In attendance were the FSC chief, the head of the Korea’s Credit Finance Association and the executives of eight card firms: Shinhan Card, Samsung Card, KB Kookmin Card, Hyundai Card, Lotte Card, Woori Card, Hana Card and BC Card.
At the meeting, FSC Chairman Choi Jong-ku specifically referred to the need for the industry to amend the practice of providing hefty financial benefits to major retailers to secure more transactions. Such high-cost marketing activities have weighed heavily on the industry’s profitability and competitiveness.
The FSC said it will place a limit on how much firms can spend on “marketing benefits” to strengthen transactions at major retailers and corporate clients.
According to the commission, local card providers’ marketing expenses have risen around 10 percent annually, from 4.8 trillion won ($4.2 billion) in 2015 to 5.3 trillion won in 2016, 6.1 trillion won in 2017 and 6.7 trillion won in 2018.
Moreover, card firms devote around 50 percent or more of their gains from transaction fees to marketing expenses, creating a problematic business model, the regulator said.
To help diversify card companies’ sources of profit, the FSC will allow them to join the “My Data” initiative, which lets entities analyze and manage a person’s credit information, payment records and other forms of finance-related big data.
The card companies will be included in a pending bill to amend the Use and Protection of Credit Information Act to enable the operation of more businesses related to financial data usage and management.
But at the same time, the FSC did not accept the card providers’ demand to increase the industry-required “leverage ratio” -- the ratio of a company’s equity to debt -- from 6 to 10.
The companies had sought the change on grounds that the 6.0 ratio strains the funds and resources needed to invest in new businesses.
While maintaining the leverage ratio of 6.0, the FSC said the companies’ assets related to “newly forming” business arenas -- those related to big data and mid-interest loans -- will be excluded from the calculations.
Another major demand by the credit card industry -- paving the way for the “reasonable deduction” of selected discounts and benefits offered to users of a certain card in line with profitability -- was not addressed by the FSC’s latest measures.
The card firms had sought new legal grounds to “reasonably reduce” certain card benefits deemed hurtful to their profitability.
The Korea’s Credit Finance Association in response said the FSC’s measures were “helpful to a certain degree,” but that it evaded addressing the “core issues” -- resetting the leverage ratio and the reasonable reduction of card benefits.
An association of credit card unions said the measures failed to answer the controversial issue of a transaction fee hike for larger client firms, while disallowing the deduction of discounts and benefits offered to customers.
It added that they will be holding separate discussion with officials of the FSC to decide future steps.

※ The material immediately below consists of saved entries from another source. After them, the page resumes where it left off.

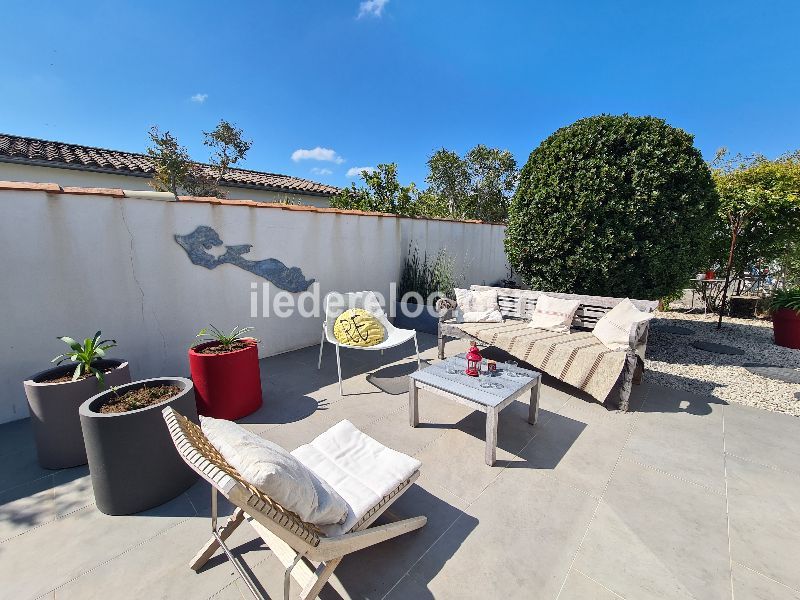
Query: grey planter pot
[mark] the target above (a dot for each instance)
(54, 411)
(424, 322)
(132, 460)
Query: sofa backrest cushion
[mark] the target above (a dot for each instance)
(519, 304)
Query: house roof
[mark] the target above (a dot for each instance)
(32, 151)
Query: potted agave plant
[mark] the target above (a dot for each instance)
(55, 395)
(785, 309)
(132, 460)
(225, 372)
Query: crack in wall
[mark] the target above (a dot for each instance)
(138, 283)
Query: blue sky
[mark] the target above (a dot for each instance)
(353, 84)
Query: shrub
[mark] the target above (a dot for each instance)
(612, 206)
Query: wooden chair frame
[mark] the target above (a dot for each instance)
(296, 543)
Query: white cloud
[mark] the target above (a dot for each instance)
(356, 171)
(371, 8)
(317, 153)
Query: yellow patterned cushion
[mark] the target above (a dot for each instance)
(357, 327)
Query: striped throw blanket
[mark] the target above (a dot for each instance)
(577, 358)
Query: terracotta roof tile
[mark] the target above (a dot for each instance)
(34, 151)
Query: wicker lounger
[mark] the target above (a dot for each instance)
(295, 542)
(579, 358)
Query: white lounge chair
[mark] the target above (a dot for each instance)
(336, 304)
(296, 543)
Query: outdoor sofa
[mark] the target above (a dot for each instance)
(577, 358)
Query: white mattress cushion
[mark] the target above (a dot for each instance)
(614, 327)
(360, 469)
(477, 306)
(275, 472)
(552, 313)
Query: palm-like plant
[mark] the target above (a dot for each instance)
(85, 354)
(226, 340)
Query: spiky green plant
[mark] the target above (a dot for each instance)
(226, 340)
(789, 298)
(84, 355)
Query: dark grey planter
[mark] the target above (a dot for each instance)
(54, 411)
(424, 322)
(132, 460)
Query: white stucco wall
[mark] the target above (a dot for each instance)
(74, 264)
(80, 178)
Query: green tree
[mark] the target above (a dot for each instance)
(477, 186)
(759, 212)
(173, 167)
(175, 171)
(612, 206)
(382, 192)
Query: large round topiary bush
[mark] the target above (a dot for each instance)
(612, 206)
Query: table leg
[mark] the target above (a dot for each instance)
(491, 435)
(533, 409)
(413, 402)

Calling for the regulator to come up with due measures to protect their profitability, the union had gathered in front of FSC headquarters in Seoul a day before the final meeting Monday, pledging to take action if they could not accept the regulator’s proposed action plan.
The current standoff dates back to last year when the FSC ordered credit card companies here to lower their transaction fees for small businesses and merchants with less than 3 billion won in annual revenue, extending the threshold from the previous 50 million won.

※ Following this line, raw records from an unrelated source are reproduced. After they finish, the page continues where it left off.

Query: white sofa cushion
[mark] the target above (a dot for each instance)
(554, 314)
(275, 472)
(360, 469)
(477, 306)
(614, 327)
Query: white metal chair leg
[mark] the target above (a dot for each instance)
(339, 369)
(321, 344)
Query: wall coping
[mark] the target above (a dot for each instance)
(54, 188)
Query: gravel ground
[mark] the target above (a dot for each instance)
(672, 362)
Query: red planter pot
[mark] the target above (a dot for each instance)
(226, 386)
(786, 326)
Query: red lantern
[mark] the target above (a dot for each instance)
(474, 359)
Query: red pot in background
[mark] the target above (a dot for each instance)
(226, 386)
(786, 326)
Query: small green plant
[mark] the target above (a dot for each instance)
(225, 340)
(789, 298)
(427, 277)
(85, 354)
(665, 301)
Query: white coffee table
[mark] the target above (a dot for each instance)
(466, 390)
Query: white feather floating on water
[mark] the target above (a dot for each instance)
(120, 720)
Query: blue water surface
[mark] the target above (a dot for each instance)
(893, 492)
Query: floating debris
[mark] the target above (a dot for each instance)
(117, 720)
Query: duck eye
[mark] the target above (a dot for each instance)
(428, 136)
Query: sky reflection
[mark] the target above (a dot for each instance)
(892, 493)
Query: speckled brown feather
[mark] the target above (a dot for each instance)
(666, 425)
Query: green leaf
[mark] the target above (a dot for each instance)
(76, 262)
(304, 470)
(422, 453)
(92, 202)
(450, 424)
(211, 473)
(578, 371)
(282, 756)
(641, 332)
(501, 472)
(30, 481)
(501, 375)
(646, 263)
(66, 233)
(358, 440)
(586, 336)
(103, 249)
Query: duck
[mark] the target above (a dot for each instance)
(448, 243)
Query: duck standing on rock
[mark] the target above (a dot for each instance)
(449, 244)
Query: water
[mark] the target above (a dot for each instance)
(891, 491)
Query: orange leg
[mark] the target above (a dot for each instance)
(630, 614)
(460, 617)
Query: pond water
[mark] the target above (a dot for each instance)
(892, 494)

The move dealt a blow to the credit card industry, whose profits were inevitably cut due to the reduced fee income.
To mitigate the apparent losses, the FSC enabled credit card firms to claim higher fees for marketing activities from client firms with more than 50 billion won in annual revenue, allowing fees to be raised by up to 0.25 percentage point.

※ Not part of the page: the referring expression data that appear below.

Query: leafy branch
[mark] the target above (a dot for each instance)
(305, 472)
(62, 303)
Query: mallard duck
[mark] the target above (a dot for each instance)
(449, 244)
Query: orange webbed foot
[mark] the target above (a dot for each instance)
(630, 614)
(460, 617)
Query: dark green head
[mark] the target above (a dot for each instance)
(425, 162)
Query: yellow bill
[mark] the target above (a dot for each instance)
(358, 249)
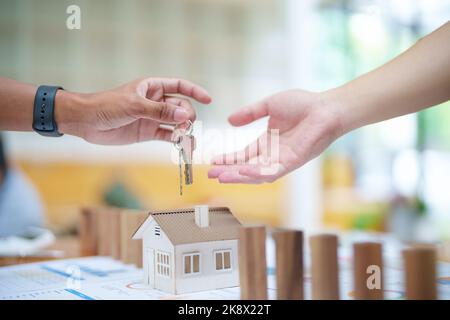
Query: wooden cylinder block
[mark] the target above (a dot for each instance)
(368, 271)
(87, 232)
(289, 264)
(324, 267)
(420, 273)
(252, 263)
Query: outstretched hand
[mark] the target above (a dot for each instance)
(301, 125)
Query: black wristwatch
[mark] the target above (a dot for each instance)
(44, 111)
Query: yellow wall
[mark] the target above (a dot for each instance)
(64, 187)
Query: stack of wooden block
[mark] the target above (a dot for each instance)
(107, 231)
(419, 264)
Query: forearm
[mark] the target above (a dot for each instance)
(417, 79)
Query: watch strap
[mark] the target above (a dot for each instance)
(44, 111)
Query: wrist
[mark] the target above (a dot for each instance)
(332, 104)
(70, 110)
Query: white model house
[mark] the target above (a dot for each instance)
(190, 250)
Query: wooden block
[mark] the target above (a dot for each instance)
(368, 271)
(324, 267)
(131, 250)
(104, 232)
(289, 264)
(88, 232)
(252, 263)
(420, 273)
(115, 232)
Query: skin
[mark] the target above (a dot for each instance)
(130, 113)
(308, 122)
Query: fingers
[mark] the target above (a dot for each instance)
(180, 86)
(164, 111)
(250, 113)
(242, 156)
(184, 103)
(257, 170)
(230, 174)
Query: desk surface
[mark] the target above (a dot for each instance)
(64, 247)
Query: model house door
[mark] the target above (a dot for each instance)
(151, 267)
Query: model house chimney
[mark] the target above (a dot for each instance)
(202, 216)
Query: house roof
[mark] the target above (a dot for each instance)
(180, 227)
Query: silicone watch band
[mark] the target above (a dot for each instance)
(44, 111)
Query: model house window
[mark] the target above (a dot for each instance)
(162, 264)
(223, 260)
(191, 263)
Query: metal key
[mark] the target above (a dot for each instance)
(184, 141)
(187, 146)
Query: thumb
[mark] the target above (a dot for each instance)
(161, 111)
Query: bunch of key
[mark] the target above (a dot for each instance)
(184, 142)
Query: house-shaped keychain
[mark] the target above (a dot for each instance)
(188, 250)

Under this change, card companies here recently notified large clients that they would be raising their transaction fees. But negotiations have led to intense conflict, as big clients have mostly refused proposed rate hikes.
The card providers have complained they are in an inferior negotiating position and are under pressure to accept loss-making fee rates. They have simultaneously called for deregulation that can pave the way for increased profitability.